Freak weather last seen at the time of the Tay Bridge Disaster could return to the east coast of Scotland this year, it has been predicted.
Respected meteorologist Piers Corbyn believes magnetic forces could bring about some of the most severe weather seen for years.
He bases his predictions on Earth’s relationship to solar activity, and has been studying weather patterns about the time of the disaster in 1879.
He believes the coming months will see weather similar to that 132 years ago.
He said: “It’s all to do with the magnetic relations between the sun and the Earth, the particles from the sun and how the moon modulates them.
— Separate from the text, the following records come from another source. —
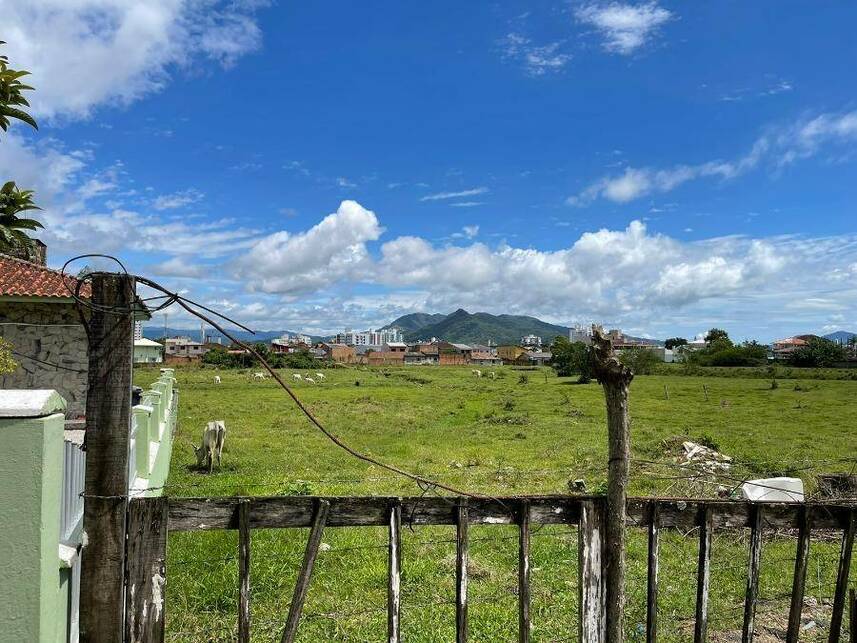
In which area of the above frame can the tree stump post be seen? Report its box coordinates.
[590,326,634,643]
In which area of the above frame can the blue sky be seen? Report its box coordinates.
[0,0,857,340]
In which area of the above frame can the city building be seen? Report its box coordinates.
[134,337,164,364]
[521,335,542,348]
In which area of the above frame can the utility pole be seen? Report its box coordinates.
[80,273,136,643]
[590,325,634,643]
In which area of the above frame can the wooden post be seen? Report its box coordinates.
[387,502,402,643]
[741,504,763,643]
[518,500,530,643]
[693,507,713,643]
[238,498,250,643]
[577,500,606,643]
[827,509,855,643]
[280,498,330,643]
[786,505,812,643]
[80,273,135,643]
[590,326,634,643]
[455,498,469,643]
[646,500,661,643]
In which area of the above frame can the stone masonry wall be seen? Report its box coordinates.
[0,301,89,418]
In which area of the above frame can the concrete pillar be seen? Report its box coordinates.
[0,390,68,643]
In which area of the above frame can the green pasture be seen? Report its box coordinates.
[135,367,857,642]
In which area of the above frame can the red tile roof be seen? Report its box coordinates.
[0,255,92,298]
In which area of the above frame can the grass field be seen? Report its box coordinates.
[136,367,857,642]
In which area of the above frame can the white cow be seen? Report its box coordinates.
[192,420,226,473]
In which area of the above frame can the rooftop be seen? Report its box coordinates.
[0,255,92,299]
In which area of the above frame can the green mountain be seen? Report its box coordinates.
[385,308,568,344]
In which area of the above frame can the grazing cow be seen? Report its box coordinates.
[192,420,226,473]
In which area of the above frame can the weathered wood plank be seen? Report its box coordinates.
[387,502,402,643]
[577,498,606,643]
[786,506,812,643]
[827,509,855,643]
[238,498,250,643]
[741,505,764,643]
[518,500,530,643]
[693,508,714,643]
[646,502,661,643]
[80,273,135,643]
[455,498,468,643]
[170,496,850,531]
[280,498,330,643]
[124,497,169,643]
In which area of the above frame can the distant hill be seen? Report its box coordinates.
[143,325,322,344]
[385,308,568,344]
[824,330,857,344]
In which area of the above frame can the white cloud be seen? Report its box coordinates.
[420,187,488,201]
[575,2,673,55]
[152,188,205,210]
[566,110,857,205]
[2,0,261,118]
[233,201,383,295]
[500,33,572,76]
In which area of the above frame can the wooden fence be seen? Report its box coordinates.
[125,496,857,643]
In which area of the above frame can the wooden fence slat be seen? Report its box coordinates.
[693,507,713,643]
[455,498,469,643]
[741,505,764,643]
[646,502,661,643]
[125,497,168,643]
[170,495,850,531]
[518,500,530,643]
[238,498,250,643]
[387,502,402,643]
[827,509,854,643]
[577,499,606,643]
[786,506,812,643]
[281,498,330,643]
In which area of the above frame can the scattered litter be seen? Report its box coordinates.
[680,440,732,473]
[738,478,804,502]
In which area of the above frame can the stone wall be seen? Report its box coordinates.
[0,301,89,418]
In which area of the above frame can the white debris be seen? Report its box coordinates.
[738,478,804,502]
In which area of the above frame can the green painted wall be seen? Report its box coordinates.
[0,406,68,643]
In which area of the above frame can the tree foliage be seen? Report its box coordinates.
[0,337,18,375]
[789,337,848,368]
[0,40,42,251]
[551,337,592,384]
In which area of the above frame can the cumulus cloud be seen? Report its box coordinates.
[566,110,857,206]
[575,2,672,55]
[500,32,572,76]
[233,201,383,295]
[420,187,489,201]
[3,0,261,118]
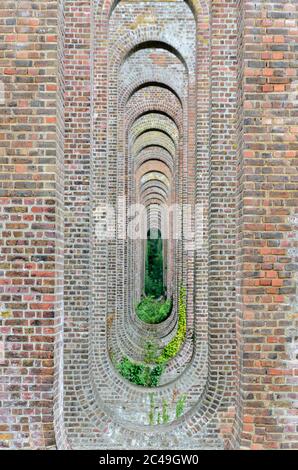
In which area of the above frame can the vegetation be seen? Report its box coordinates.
[136,296,172,325]
[155,287,186,364]
[116,357,164,387]
[145,230,165,298]
[176,395,187,419]
[149,393,155,426]
[144,341,158,364]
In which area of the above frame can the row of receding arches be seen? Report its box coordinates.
[60,0,228,448]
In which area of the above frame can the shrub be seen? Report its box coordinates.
[136,296,172,325]
[156,287,186,364]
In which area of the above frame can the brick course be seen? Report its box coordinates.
[0,0,298,449]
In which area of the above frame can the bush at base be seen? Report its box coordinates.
[137,297,172,325]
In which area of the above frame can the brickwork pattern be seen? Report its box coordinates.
[0,0,298,449]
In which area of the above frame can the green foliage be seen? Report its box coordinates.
[155,287,186,364]
[145,230,164,298]
[144,342,158,364]
[136,296,172,325]
[162,400,170,424]
[116,357,164,387]
[176,395,187,419]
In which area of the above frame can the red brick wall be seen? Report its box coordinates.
[233,0,298,449]
[0,0,63,448]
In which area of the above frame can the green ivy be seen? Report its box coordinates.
[116,357,164,387]
[155,287,186,364]
[149,393,155,426]
[136,296,172,325]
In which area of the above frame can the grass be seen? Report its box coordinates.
[136,296,172,325]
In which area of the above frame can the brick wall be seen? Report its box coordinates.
[0,0,63,448]
[0,0,298,449]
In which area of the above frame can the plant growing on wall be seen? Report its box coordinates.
[149,393,155,426]
[145,230,164,298]
[156,287,186,364]
[136,296,172,325]
[162,400,170,424]
[176,395,187,419]
[116,357,164,387]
“We look at the last time the same things were happening with the sun, moon, Earth, solar activity and magnetic forces and use them to predict what’s happening now.
“We’ve been looking at a group of years between 1875 and 1879, when the Tay Bridge Disaster took place, to help predict the weather this year. Nothing will be identical but they will be similar enough.”
Some 75 people died when their train crashed into the waters of the Tay after the rail bridge collapsed in high winds on December 28, 1879.
And while no-one is arguing a similar tragedy is possible now, should Mr Corbyn’s predictions be proved correct it may give some modern rail passengers reason to give nervous glances out of the carriage window as they make their way over.
Ian Nimmo White, a member of the Tay Rail Bridge Disaster Memorial Trust, says the weather that night was particularly fearsome.
“The really bad weather started up at about 5pm and just gained in severity from there. The last train that crossed was the 5.50pm from Newport and it was very bad then, with passengers and crew said to be in a high state of nerves when they arrived at the station.
“In modern times it’s possible that the train would have been stopped. It was said that the gales that night were the worst in Dundee for 50 years.”
Current Met Office forecasts go no further than 30 days, although they suggest normal conditions as we enter the autumn period.